D’Artagnan, arrimado a la pared, enfrente de Fouquet, con la mano sobre los ojos y la mirada fija, se preguntaba la razón de tan maravilloso prodigio. No hubiera podido decir desde luego por qué dudaba; mas sabía con seguridad que había hecho bien en dudar, y que en aquel encuentro de los dos Luis XIV, estribaba toda la dificultad que durante los últimos días hizo aparecer la conducta de Aramis, tan sospechosa para el mosquetero.

Estas ideas, sin embargo, se le presentaban envueltas bajo un espeso velo. Los actores de aquella escena parecían nadar en los vapores de un pesado sueco.

De pronto, Luis XIV, más impaciente y más acostumbrado a mandar, corrió uno de los postigos y lo abrió rasgando las cortinas. Una ola de viva luz entró en la cámara e hizo retroceder a Felipe hasta la alcoba.

Luis aprovechóse, con ardor de aquel momento, y, dirigiéndose a la reina:

—Madre mía —dijo—, ¿no reconocéis a vuestro hijo, ya que todos los aquí presentes desconocen a su rey?

Ana de Austria tembló y levantó los brazos al cielo sin poder articular una palabra.

—Madre mía —repitió Felipe con voz tranquila—, ¿no reconocéis a vuestro hijo?

Y, aquella vez, le tocó a Luis retroceder.

Respecto a Ana de Austria, perdió el equilibrio, herido en la mente y en el corazón por el remordimiento, mas como todos estaban petrificados, nadie la sostuvo, y cayó en el sillón exhalando un débil suspiro.

Luis no pudo soportar aquel espectáculo y aquella afrenta. Saltó hacia D’Artagnan, a quien un vértigo comenzaba a trastornar, y que vacilaba rozando a la puerta, su punto de apoyo.

—¡A mí, mosquetero! —gritó—. Miradnos a la cara, y ved cuál de los dos está más pálido. Estas palabras despertaron al capitán y removieron en su corazón la fibra de la obediencia. Sacudió la cabeza, y sin dudar ya, se acercó a Felipe, sobre suyo hombro puso la mano diciendo:

—¡Señor, sois mi prisionero! Felipe no levantó los ojos al cielo, no se movió del lugar en que parecía clavado, con la mirada fija en el rey, su hermano. Le reprochaba, en un sublime silencio, todas las desgracias pasadas, todos sus padecimientos futuros. Contra aquel lenguaje del alma, el rey no tuvo fuerzas; bajó la vista, y arrastró precipitadamente a su hermano y a su bella cuñada, olvidando a su madre tendida sin movimiento a tres pasos del hijo que dejaba condenar por segunda vez a la muerte.

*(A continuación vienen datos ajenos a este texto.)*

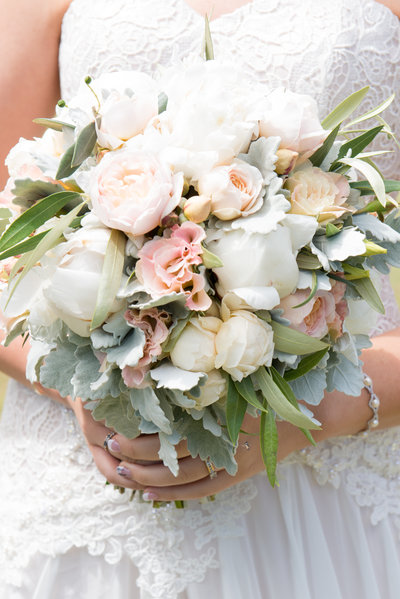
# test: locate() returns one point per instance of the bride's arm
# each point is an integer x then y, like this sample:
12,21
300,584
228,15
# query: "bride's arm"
29,86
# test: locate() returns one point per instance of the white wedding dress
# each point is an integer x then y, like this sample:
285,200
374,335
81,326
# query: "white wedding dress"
331,529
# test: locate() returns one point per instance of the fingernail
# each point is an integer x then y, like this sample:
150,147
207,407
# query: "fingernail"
113,445
149,496
122,471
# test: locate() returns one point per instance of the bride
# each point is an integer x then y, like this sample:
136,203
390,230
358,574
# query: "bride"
331,529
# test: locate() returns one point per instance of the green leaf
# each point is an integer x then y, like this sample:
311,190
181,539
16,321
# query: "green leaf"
357,144
27,192
366,289
110,277
269,443
162,102
371,174
246,389
319,156
53,124
293,342
84,145
344,109
209,259
209,48
23,247
373,113
305,365
366,188
118,414
35,217
64,168
280,403
235,410
51,239
313,291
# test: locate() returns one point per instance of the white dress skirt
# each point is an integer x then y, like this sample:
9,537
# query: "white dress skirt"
331,529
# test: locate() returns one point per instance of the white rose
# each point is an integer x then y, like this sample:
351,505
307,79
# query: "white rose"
235,190
209,119
213,389
244,343
75,269
256,260
195,349
294,118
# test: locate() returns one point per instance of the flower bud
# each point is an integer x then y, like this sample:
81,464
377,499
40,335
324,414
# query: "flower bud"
197,208
286,161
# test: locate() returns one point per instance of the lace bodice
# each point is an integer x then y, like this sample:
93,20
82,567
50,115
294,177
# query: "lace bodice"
58,501
324,48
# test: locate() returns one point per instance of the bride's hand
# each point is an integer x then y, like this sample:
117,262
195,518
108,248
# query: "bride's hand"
143,449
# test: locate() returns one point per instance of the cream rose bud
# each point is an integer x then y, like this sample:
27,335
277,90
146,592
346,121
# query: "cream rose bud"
294,118
317,193
197,208
133,190
235,190
213,389
75,269
195,348
244,343
256,260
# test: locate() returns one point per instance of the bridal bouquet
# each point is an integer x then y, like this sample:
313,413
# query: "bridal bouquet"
183,251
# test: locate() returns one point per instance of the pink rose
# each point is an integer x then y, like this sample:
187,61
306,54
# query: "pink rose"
153,323
323,314
166,265
235,190
133,191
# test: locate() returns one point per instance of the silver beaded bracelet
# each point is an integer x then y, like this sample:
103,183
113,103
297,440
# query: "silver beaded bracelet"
373,403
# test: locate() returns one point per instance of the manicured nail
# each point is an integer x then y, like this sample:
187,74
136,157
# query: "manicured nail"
122,471
113,445
149,496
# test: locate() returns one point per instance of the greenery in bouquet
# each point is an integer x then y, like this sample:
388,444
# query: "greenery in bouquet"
185,250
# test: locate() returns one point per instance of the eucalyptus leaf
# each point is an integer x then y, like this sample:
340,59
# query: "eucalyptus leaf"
289,341
35,217
305,365
235,410
27,191
246,389
53,124
280,403
371,174
366,289
344,109
110,277
84,145
64,168
319,156
269,443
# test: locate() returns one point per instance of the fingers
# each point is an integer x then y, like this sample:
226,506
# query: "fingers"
142,449
190,470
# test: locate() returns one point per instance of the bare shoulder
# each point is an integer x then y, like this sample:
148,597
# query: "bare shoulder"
29,84
394,6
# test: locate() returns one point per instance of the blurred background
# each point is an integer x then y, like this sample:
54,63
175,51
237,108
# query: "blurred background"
395,278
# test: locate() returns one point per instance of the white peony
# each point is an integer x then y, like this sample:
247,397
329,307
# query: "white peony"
244,343
213,389
76,265
195,349
209,119
256,260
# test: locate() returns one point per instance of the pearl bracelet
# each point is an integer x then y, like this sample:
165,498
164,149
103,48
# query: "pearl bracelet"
373,403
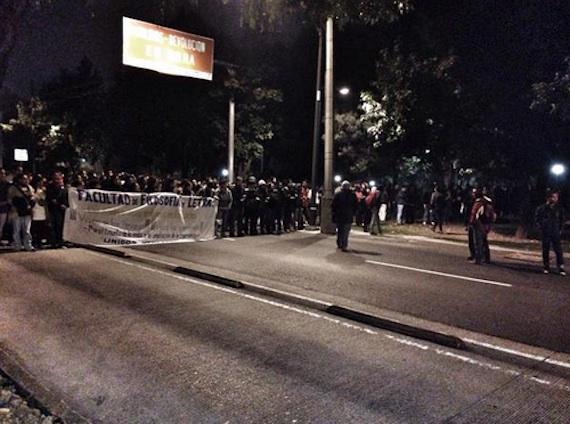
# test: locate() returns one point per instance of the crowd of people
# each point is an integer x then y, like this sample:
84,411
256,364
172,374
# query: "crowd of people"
473,206
32,208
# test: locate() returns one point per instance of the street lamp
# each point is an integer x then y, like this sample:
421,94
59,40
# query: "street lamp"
558,169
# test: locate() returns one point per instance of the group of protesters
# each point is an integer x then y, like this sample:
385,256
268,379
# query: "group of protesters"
368,205
34,207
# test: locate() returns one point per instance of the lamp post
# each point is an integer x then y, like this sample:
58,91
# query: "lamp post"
558,170
327,226
231,140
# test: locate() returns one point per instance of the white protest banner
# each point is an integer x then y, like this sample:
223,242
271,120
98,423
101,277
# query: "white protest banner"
115,218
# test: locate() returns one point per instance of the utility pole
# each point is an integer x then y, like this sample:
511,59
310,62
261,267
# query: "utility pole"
317,127
231,140
327,226
1,147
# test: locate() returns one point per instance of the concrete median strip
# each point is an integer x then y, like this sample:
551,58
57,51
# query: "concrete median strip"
552,362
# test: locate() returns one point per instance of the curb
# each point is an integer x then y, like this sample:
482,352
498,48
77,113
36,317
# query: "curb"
540,362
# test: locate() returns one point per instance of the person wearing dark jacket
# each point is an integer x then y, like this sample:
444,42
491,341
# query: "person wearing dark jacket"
236,220
56,200
343,209
549,217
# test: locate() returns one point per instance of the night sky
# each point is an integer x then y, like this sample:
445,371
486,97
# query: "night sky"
501,51
58,36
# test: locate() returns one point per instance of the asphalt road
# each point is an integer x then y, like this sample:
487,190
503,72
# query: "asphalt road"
510,298
119,342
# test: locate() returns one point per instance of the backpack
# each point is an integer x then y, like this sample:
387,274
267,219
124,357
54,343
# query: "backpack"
486,213
370,198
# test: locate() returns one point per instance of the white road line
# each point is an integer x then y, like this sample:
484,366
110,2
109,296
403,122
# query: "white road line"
521,354
441,274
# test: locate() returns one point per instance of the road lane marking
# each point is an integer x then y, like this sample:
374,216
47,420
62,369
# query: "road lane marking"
521,354
441,274
401,340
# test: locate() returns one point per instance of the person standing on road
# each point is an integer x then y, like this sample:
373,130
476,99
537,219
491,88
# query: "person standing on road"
251,206
56,199
225,200
549,217
344,207
437,203
481,218
468,205
384,201
4,205
401,201
374,201
21,197
236,218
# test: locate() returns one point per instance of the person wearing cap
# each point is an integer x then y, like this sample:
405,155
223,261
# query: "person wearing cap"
343,209
549,217
480,220
251,206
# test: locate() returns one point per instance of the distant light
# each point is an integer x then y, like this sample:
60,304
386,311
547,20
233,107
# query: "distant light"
558,169
21,155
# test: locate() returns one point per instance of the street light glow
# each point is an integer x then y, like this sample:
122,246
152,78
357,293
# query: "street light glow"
558,169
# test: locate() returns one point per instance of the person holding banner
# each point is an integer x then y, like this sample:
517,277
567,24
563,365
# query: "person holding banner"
21,197
56,199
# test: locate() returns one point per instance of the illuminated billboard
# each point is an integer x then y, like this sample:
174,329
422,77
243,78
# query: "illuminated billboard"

Felipe se acercó a Ana de Austria, y le dijo con voz suave y noblemente conmovida:

—Si no fuera hijo vuestro, os maldeciría, madre mía, por haberme hecho tan desgraciado.

D’Artagnan sintió correr un calofrío por la médula de sus huesos, saludó respetuosamente al joven príncipe, y le dijo medio inclinado:

—Perdonad, monseñor; yo no soy más que un soldado, y mis juramentos pertenecen al que acaba de salir de esta cámara.

—Gracias, señor de D’Artagnan; más, ¿qué se ha hecho del señor de Herblay?

—El señor de Herblay está en seguridad, monseñor —dijo una voz detrás de ellos—, y nadie, mientras yo viva y sea libre, se atreverá a tocar un solo cabello de su cabeza.

—¡El señor Fouquet! —dijo el príncipe sonriendo tristemente.

—Perdonad, monseñor —dijo Fouquet hincándose de rodillas—, pero el que acaba de salir de aquí era mi huésped.

—He aquí —murmuró Felipe con un suspiro— amigos leales y buenos corazones. Ellos son los que me hacen echar de menos el mundo. Salid, señor de D’Artagnan; os sigo.

Cuando se ponía en marcha el capitán, se presentó Colbert, le entregó una orden del rey, y se retiró.

D’Artagnan la leyó y estrujó el papel con rabia.

—¿Qué hay? —preguntó el príncipe.

—Leed, monseñor —dijo el mosquetero.

Felipe leyó estas palabras, escritas apresuradamente por Luis XIV. «El señor de D’Artagnan llevará el preso a las islas de Santa Margarita, y le cubrirá el rostro con una visera de hierro, que el preso no podrá levantar bajo pena de la vida».

—Es justo —exclamó Felipe con resignación—. Estoy dispuesto.

—Aramis tenía razón —dijo Fouquet en voz baja al mosquetero—; éste es rey tanto como el otro.

—¡Más! —replicó D’Artagnan—, sólo le faltamos, vos y yo.